I think after being in the market for a year and getting feedback and comparison to existing tools like kustomize I would advise the team to build the basic functions in. Here are some thoughts for why building them in makes sense:

  1. Docker licensing has changed
  2. Docker is much slower than in-binary execution.
  3. The churn in basic transformers has probably slowed down a bunch.

Here are my candidates for built in (this is a subset of kustomize):

  1. Annotations
  2. Labels
  3. Namespace
  4. Prefix
  5. Suffix
  6. Imagetag
  7. ReplicaCount

I think these are generally useful and the behavior is well understood.

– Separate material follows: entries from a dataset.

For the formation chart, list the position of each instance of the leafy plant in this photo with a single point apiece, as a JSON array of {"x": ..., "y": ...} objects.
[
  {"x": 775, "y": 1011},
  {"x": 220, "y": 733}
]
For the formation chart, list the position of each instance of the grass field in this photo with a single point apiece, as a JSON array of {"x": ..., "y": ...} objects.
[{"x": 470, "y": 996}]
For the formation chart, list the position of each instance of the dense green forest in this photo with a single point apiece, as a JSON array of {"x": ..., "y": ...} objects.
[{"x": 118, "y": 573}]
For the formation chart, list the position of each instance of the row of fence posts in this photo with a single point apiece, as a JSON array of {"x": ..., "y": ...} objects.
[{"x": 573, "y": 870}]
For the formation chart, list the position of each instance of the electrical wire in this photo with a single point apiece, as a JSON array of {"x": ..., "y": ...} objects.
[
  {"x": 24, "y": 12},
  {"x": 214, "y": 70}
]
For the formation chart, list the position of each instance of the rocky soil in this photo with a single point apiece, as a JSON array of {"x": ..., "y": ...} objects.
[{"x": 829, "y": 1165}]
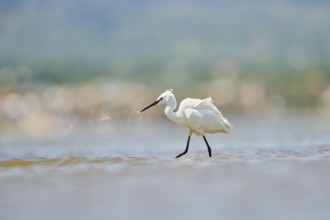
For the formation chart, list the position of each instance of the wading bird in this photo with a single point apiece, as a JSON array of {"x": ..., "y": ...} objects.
[{"x": 200, "y": 116}]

mikebz avatar Aug 26 '22 18:08 mikebz

@mikebz Yes, it's a good idea to have some common functions built into Kpt and totally agree with those 3 reasons you listed. I saw you've called it out several times and here's more detailed reasons why it's not planned:

  1. We are more focusing on the WYSIWYG, which prioritizes the Porch UI experience over kpt CLI. On the porch UI side, we already have some functions builtin (starlark, set-namespace and replacement) and get the benefit.
  2. Most of the functions you listed are not quite mature yet, especially prefix/suffix. Other functions needs to add more features (e.g. https://github.com/GoogleContainerTools/kpt/issues/3444) and need better first-class identifier transformer support.
  3. I prioritize the function and SDK work according to our WYSIWYG UI critical paths. And the function execution time hasn't been a big blocker yet. While maintaining a up-to-date builtin function list is a big overhead. And we've spend many effort on it in May. It seems not to be a good timing to add the support in Kpt CLI.